The production values garnered recognition. Willis lauded cinematographer Yamazaki’s work, underscoring the authentic portrayal of elderly villagers. The cinematography and special effects were also accentuated by the French-language publication Mediafilm. The Motion Picture Exhibitor regarded the tidal wave scene as a decent showcase of the Japanese film industry's skill in creating realistic miniature sets. They also hailed the shark hunt sequence and the editing, noting that substantial cuts for the U.S. release impacted the final product.

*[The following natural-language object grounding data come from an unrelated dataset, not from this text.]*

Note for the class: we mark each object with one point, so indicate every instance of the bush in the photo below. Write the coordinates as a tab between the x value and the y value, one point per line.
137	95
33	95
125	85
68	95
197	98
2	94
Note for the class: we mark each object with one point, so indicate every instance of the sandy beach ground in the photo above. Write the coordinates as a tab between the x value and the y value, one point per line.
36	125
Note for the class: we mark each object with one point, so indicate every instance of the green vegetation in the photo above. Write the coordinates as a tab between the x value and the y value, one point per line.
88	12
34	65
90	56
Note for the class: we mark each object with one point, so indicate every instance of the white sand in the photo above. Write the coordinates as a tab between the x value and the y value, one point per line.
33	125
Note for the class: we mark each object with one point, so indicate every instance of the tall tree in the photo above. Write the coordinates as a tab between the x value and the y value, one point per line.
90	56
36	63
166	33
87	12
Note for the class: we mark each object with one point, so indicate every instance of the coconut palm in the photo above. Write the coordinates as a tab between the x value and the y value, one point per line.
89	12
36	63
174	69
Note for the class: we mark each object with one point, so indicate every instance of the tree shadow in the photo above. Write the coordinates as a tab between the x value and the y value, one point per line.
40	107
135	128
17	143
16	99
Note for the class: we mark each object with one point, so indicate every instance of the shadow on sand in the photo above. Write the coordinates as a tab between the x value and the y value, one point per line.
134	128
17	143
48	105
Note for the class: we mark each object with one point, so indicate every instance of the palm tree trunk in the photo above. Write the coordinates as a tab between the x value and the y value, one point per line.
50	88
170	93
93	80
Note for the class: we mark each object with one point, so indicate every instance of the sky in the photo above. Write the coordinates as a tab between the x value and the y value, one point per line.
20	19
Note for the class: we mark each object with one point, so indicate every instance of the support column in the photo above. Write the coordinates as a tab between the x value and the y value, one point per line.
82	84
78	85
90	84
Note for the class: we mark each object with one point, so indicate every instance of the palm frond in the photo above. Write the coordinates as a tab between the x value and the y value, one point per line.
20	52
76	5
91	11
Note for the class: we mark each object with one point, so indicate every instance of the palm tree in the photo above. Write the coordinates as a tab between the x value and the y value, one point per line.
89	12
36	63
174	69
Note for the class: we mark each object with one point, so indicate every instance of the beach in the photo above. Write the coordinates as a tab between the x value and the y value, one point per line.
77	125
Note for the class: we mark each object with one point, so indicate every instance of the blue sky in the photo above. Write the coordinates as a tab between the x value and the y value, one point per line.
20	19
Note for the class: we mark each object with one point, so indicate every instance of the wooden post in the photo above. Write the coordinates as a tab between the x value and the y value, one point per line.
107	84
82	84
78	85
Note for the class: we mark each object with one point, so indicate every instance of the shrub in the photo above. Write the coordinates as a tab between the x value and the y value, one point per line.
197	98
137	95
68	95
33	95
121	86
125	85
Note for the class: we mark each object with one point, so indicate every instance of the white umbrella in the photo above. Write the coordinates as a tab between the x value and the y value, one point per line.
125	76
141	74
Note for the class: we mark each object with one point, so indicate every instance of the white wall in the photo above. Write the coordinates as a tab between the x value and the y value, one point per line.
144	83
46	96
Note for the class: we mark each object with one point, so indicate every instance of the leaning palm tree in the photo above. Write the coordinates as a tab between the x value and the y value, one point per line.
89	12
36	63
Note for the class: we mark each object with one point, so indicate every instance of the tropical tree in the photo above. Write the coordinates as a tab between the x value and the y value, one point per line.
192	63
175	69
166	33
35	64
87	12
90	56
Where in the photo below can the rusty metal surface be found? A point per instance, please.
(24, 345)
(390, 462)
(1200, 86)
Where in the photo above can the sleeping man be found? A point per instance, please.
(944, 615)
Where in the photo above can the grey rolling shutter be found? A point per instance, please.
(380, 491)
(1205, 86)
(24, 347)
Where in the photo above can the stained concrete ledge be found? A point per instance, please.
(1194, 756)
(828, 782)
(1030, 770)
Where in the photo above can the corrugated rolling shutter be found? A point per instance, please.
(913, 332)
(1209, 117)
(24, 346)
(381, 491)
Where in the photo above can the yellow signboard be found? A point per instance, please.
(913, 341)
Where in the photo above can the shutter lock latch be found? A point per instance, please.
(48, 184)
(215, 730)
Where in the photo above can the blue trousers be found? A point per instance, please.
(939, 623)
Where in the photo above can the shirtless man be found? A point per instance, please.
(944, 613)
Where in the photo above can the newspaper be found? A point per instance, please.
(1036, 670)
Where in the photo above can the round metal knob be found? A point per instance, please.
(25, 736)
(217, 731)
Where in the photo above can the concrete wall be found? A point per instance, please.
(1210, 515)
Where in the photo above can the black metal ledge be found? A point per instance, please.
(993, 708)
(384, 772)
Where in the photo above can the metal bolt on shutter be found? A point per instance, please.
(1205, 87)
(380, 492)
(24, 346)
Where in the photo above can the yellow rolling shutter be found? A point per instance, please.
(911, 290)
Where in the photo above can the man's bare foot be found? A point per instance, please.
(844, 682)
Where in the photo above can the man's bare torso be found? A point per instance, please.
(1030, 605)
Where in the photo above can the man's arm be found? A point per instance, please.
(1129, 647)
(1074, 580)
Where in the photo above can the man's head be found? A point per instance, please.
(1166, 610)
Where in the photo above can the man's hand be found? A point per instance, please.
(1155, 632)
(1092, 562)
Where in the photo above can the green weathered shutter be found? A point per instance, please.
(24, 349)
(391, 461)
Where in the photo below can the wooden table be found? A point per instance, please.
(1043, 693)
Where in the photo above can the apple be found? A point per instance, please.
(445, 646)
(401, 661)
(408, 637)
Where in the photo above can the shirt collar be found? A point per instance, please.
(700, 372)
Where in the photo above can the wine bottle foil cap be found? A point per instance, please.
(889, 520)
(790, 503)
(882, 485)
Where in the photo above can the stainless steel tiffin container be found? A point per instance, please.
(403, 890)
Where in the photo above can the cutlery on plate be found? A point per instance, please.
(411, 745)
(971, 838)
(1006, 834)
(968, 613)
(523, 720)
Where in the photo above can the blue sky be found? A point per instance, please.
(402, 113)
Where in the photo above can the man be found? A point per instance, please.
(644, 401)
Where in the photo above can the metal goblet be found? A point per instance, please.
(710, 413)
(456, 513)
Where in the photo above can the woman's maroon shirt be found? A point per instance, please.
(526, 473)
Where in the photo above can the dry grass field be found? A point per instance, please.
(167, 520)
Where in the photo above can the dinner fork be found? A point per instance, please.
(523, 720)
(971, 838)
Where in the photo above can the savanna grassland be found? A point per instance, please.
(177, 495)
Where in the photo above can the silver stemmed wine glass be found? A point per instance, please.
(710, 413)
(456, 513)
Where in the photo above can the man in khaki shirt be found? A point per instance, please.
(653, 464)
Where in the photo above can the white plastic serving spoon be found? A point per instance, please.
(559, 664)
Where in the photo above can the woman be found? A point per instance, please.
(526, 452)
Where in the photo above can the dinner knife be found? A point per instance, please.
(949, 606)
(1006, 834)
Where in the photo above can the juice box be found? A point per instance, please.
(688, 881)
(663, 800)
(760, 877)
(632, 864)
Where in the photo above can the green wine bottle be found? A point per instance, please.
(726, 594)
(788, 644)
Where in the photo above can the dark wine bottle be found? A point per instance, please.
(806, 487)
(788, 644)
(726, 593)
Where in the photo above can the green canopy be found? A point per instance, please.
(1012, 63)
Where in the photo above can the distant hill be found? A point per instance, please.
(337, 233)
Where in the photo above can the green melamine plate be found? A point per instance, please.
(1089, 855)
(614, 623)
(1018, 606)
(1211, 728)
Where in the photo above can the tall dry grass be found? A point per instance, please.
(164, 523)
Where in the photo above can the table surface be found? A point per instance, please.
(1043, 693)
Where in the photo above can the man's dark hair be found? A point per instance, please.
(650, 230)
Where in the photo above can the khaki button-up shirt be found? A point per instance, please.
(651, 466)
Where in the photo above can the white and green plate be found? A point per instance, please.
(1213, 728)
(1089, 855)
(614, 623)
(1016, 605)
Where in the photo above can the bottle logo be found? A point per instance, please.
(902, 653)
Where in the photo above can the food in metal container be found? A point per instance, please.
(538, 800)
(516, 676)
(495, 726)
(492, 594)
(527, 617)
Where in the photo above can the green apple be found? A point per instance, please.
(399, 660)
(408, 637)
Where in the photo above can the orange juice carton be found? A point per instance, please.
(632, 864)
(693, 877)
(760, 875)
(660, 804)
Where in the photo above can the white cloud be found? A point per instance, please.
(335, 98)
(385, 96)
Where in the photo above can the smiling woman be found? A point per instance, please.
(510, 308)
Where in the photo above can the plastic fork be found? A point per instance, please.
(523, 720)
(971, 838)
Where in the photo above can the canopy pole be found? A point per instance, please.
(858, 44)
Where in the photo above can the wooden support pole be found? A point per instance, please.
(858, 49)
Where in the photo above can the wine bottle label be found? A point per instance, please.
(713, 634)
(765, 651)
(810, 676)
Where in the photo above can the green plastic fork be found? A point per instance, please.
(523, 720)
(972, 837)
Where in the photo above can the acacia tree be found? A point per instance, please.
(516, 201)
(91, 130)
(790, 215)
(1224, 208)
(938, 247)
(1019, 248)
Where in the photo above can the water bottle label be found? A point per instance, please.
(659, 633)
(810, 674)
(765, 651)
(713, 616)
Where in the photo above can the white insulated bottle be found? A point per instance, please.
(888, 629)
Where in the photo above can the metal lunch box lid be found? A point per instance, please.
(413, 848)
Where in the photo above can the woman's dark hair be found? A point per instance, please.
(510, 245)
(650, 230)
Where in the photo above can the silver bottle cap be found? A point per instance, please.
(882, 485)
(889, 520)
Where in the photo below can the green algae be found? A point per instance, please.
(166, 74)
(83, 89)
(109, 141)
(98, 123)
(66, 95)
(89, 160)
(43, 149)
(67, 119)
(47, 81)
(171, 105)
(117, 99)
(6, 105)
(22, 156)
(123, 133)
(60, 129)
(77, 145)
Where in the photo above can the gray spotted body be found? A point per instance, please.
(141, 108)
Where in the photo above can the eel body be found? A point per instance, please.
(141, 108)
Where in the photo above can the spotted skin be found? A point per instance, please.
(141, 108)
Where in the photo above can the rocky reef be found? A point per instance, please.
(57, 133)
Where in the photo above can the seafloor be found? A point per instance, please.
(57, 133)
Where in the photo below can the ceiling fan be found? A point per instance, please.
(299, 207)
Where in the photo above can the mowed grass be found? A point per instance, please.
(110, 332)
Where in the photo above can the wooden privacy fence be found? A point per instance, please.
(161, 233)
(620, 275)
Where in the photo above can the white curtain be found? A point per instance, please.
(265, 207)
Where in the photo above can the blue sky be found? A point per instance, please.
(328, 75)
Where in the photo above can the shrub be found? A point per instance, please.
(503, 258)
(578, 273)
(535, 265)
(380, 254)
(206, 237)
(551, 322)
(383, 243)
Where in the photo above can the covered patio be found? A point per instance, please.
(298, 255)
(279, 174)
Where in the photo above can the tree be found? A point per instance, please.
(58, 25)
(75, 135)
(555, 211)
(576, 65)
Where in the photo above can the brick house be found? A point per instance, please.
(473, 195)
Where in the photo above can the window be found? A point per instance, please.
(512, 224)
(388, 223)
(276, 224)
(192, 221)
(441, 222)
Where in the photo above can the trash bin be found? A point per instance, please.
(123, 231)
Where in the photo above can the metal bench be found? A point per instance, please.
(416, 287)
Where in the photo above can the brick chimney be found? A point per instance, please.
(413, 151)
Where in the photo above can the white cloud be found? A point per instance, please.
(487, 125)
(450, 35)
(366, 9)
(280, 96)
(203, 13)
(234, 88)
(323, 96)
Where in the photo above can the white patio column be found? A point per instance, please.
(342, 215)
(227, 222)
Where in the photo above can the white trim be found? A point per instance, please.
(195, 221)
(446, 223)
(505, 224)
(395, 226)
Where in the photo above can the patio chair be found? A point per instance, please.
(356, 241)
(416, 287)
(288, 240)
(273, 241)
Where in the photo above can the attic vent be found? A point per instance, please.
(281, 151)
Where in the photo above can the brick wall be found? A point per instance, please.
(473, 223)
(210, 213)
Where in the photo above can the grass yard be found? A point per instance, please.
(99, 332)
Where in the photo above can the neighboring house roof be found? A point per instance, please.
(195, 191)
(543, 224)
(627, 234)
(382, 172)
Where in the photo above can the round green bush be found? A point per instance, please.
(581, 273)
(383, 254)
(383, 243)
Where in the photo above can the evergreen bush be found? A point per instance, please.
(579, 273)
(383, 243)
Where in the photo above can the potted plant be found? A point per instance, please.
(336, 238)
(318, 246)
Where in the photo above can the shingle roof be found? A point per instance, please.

Reviewers offered varied perspectives on The Big Waves market potential and overall impact. The Motion Picture Exhibitor critic thought the film was captivating but saw the story as only appealing to art house audiences due to its niche qualities and leisurely pacing. In contrast, Boxoffice suggested it had broader potential, capable of succeeding in both art house and mainstream markets, due to its compelling story and Buck’s reputation. Willis described it as "not a masterpiece, but it achieves quite admirably what it sets out to do", considering it a "fine, gentle counterpoint" to The Phantom of the Opera, its double-feature counterpart. Mediafilm highlighted it as a "work full of sensitivity and human tenderness". Reviewing the 60-minute televised version, Steven H. Scheuer, Leonard Maltin, and Blockbuster Entertainment noted its slow pacing; while Scheuer praised the acting. Blockbuster Entertainment described the film as "Leisurely paced and quite interesting, really". Hischak echoed these sentiments by calling its overall narrative restrained, engaging viewers more intellectually than emotionally.

== Legacy ==
The Big Wave is considered culturally and historically significant, but how widespread its social impact was at the time remains unknown. It became a pioneering cinematic co-production between the United States and Japan; Buck claimed it was notable as the first film with an American production company working entirely in Japan with a major Japanese company and a partially Japanese crew. Two other U.S.-Japan co-productions also featuring Tetsu Nakamura among the cast were, however, produced in the 1950s: Tokyo File 212 (1951) and The Manster (1959), predated the film. Following The Big Wave was Frank Sinatra's None but the Brave (1965), also co-produced by Toho and featuring special effects by Tsuburaya. The film is also regarded as an early disaster film as well as an early example of how natural disasters in Japan are perceived abroad.

Since its release, the film has gradually faded into obscurity. In November 2022, The New York Times Book Review asked readers to identify which of Buck's books had received both a film and a television adaptation. Only 24% of over 7,000 participants correctly answered The Big Wave.